Everything indicates that next Sunday, February 4, Nayib Bukele will become the first Salvadoran president to be re-elected since the arrival of democracy in the Central American country in 1992. This is an unusual event, not only because of Bukele’s massive support, which enjoys around 80% voting intention according to different surveys. But because numerous experts denounce that his candidacy violates several articles of the Salvadoran Constitution, where immediate re-election is prohibited.

Nayib Bukele’s victory in the 2019 presidential elections ended the bipartisanship of ARENA and the FMLN, the former guerrilla of the Farabundo Martí National Liberation Front. Since the democratic transition in the 90s, these two parties had taken turns in the government of El Salvador. But the real turning point came in 2021 when Nuevas Ideas (NI), Bukele’s party, swept the legislative elections, obtaining a qualified majority that would allow him to approve laws he wanted without having to negotiate with other political groups.

Once Parliament was dominated by Bukele’s Executive, the majority of NI voted for the dismissal of the five members of the Supreme Court and the Attorney General, who would be replaced by judges favorable to the new president. Internal opponents and international organizations denounced the legal irregularities of this movement. But nothing prevented the new Court from issuing a controversial ruling that now allows the president to circumvent the constitutional prohibition on re-election.

Álvaro Artiga González, professor of Political Science at the “José Simeón Cañas” Central American University (UCA) of El Salvador, explained to this newspaper that Bukele’s almost certain re-election will generate discomfort in the international community because “they are going to have to accept and recognize to a president elected unconstitutionally, but who enjoys legitimacy that comes from popular support,” declared Artiga.

With 90% approval, Bukele is the most popular president in Latin America, according to a Latinobarómetro survey published in August 2023. The average for the region is 40%. The key to his popularity: a drastic reduction in insecurity in El Salvador. Homicides went from 106 per 100,000 people in 2015 to only eight in 2022.

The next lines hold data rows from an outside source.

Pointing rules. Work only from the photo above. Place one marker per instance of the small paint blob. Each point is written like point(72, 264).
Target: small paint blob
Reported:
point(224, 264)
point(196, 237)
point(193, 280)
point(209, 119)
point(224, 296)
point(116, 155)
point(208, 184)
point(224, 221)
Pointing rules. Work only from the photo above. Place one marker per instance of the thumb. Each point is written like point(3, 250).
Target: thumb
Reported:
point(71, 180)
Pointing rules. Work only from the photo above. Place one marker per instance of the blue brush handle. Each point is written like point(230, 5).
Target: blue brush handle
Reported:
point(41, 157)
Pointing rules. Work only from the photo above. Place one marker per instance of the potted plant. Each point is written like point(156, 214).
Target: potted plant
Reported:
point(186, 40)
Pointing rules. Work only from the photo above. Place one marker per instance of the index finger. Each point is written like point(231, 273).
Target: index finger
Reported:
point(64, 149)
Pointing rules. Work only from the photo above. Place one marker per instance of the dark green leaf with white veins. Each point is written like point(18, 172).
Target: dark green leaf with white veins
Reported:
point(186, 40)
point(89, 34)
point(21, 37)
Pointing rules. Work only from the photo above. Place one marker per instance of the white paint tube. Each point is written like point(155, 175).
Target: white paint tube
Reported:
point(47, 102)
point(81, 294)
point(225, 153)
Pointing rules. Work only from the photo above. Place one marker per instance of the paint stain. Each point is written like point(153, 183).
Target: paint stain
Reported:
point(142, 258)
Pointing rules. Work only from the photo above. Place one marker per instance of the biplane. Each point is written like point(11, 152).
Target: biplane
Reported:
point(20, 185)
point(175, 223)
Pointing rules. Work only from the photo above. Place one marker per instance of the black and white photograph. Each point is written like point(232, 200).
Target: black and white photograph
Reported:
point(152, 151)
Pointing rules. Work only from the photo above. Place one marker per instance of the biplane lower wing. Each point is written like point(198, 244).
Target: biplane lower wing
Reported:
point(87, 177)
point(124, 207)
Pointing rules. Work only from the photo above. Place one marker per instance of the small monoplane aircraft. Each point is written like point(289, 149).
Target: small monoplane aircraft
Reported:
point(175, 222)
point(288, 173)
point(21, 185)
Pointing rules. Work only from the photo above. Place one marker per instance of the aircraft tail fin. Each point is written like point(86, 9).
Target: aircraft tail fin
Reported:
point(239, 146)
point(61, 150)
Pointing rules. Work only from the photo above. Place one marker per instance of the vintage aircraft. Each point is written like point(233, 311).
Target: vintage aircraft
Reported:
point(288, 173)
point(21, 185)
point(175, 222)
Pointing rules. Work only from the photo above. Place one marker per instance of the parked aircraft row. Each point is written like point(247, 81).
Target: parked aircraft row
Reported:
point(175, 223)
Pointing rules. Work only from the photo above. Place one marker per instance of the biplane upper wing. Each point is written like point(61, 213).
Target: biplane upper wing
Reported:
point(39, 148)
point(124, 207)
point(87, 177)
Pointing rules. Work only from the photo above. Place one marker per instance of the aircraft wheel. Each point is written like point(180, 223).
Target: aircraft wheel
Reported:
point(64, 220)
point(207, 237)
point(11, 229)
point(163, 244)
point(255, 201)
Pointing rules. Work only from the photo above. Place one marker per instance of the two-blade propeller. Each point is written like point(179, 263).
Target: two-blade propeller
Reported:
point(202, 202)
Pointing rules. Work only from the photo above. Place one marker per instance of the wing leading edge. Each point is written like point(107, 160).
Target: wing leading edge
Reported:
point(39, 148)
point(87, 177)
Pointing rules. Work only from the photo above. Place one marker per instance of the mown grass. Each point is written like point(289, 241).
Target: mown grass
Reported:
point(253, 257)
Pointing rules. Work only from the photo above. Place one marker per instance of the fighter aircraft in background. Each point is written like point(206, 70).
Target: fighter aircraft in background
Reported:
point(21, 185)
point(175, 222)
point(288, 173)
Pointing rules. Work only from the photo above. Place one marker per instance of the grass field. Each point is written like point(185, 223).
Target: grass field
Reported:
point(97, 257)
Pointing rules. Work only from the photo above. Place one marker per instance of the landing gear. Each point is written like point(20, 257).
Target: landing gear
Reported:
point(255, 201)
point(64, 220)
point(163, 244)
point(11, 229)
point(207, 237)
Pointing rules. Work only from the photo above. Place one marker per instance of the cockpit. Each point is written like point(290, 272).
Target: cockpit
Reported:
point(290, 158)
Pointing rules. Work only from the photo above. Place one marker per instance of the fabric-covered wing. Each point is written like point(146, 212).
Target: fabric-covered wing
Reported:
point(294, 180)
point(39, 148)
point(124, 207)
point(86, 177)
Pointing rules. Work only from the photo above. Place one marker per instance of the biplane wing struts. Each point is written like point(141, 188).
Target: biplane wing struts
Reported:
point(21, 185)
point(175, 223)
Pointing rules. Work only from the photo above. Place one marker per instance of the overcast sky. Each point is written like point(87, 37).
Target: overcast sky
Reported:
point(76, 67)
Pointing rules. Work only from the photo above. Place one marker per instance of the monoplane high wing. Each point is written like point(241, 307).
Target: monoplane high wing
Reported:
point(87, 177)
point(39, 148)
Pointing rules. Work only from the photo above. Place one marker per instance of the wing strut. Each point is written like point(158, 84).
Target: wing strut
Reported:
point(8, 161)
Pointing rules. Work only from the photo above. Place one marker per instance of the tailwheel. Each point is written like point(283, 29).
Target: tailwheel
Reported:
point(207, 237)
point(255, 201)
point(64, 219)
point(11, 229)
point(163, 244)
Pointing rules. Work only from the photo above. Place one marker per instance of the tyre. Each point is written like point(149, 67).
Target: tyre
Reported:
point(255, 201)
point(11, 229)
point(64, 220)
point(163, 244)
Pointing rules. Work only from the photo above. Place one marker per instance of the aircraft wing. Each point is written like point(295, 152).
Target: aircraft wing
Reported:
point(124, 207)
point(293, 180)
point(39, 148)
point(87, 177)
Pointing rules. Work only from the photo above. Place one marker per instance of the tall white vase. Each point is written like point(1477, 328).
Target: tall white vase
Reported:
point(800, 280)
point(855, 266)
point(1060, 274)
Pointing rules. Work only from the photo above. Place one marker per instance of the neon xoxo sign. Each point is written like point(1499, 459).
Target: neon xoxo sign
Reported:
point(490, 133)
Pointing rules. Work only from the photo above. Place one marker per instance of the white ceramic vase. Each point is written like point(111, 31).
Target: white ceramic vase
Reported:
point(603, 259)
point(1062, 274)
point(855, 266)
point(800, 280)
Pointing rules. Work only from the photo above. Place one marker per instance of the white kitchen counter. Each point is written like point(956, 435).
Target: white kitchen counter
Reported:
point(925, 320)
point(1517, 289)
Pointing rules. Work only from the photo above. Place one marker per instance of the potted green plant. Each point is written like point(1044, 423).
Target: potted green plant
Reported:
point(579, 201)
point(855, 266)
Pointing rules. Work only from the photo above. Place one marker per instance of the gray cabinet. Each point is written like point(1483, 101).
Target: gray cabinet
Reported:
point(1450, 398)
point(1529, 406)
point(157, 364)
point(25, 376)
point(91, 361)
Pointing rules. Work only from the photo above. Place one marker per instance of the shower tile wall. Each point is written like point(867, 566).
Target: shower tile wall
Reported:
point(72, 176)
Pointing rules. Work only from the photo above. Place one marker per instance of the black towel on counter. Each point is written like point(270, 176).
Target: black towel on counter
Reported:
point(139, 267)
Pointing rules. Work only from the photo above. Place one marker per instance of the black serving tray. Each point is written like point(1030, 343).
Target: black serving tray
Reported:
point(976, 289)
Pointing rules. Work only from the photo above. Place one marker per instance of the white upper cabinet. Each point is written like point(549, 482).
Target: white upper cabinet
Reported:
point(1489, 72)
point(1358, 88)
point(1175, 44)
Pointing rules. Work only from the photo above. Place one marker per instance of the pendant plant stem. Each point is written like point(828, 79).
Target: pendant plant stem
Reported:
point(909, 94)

“People are willing to lose civil and political rights, which the majority do not even exercise because they do not get involved in politics, do not organize, or express themselves politically,” explains Professor Artiga. “They have gained a security that they did not have before, they prefer to be able to walk calmly down the street than that more ethereal thing that is democracy,” adds the expert on Salvadoran politics.

The protection of security achievements is precisely the number one argument in Bukele’s call to vote. In every advertising break in the state media, we hear the president repeat the importance of voting in the presidential and legislative elections, which are held simultaneously on February 4. “With just one less representative we would lose the majority and put the war against the gangs at risk, because the emergency regime could not be approved,” Bukele announces to viewers.

A regime that since March 27, 2022 has suspended constitutional guarantees such as the right to defense of detained persons, the inviolability of telecommunications or the maximum provisional detention period of 72 hours. This has facilitated the arrest of more than 73,000 alleged gang members.

These measures have led to “widespread violations of human rights, including mass arbitrary detentions, forced disappearances, mistreatment in prison, and violations of due process,” according to the NGO Human Rights Watch in its 2024 annual report.

Faced with Bukele’s media bombardment, the presence of the opposition in the electoral campaign has been minimal since they have not received the financing that the State must provide according to the Constitution. In addition, the Congress controlled by the ruling party approved a series of legal reforms, such as the reduction of seats in Congress and the change in the formula for assigning them.

According to various surveys, these changes would lead to Nuevas Ideas (NI) retaining almost all of the deputies, leaving the opposition with one or two. We would be facing the “most unequal elections since the end of the military dictatorship in 1984,” according to Observa El Salvador 2024, a group of organizations and universities formed to monitor the elections.